McKinsey: Why Most AI Agents Never Reach Production
Every company now has a story about an agent that looked brilliant in a workshop, stunned a steering committee, and then disappeared before launch. That is why the line “95% of corporate agents never reach prod” feels true even if the exact share shifts by sector. The pattern is easy to see in the data: McKinsey found that only 11% of companies worldwide were using gen AI at scale, and in operations just 3% of surveyed organizations had scaled a gen AI use case. MIT research points to the same gap from another angle: 62% of firms were still in the first two AI maturity stages, where financial performance sat below industry averages.
Meet Northstar Claims Assistant
Let’s walk through one fictional project.
A regional insurer launches Northstar Claims Assistant, an agent built to help adjusters read incident reports, pull policy language, draft claimant emails, and recommend next actions. In week one, the prototype works on a neat sample set. Leaders see a faster claims cycle, lower handling cost, and happier staff. The team gets applause, a budget, and a target to go live in six months.

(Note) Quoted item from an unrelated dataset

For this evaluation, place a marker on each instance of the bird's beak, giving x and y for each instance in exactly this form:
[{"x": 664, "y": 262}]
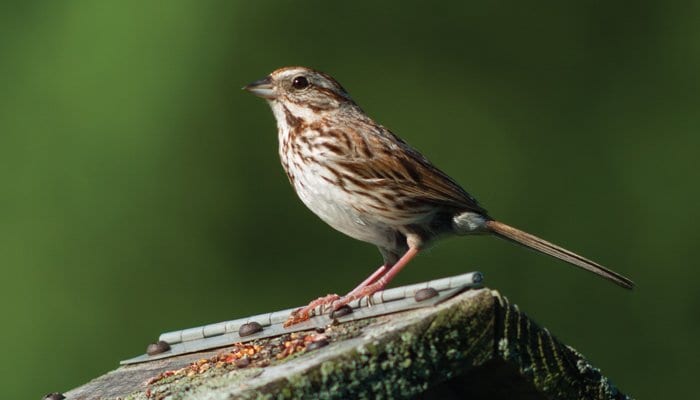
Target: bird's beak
[{"x": 262, "y": 88}]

Six months later, Northstar is stuck in a folder named pilot_v7_final_FINAL.
Why?
Failure 1: The company treated a demo as a business case
The first crack shows up early. Northstar was approved because the demo looked sharp, not because the business chose one narrow, high-value workflow with clear economics. MIT CISR found that 28% of firms were still in the “experiment and prepare” stage and 34% in “build pilots and capabilities.” Together, that means 62% were still before true enterprise-scale AI ways of working. Those stage-one and stage-two firms also trailed their industries on growth and profit, while stage-three and stage-four firms moved above industry average.
That is the first reason so many agents die: companies confuse proof of concept with proof of value. Northstar could answer questions. It could not yet prove where margin, cycle time, leakage, or customer retention would improve.
Failure 2: The data layer was not ready
Once the team moved past the demo, Northstar met the company’s real environment: duplicate policy files, missing claims notes, messy document naming, and access rules no one had cleaned up in years. The agent was smart; the plumbing was not.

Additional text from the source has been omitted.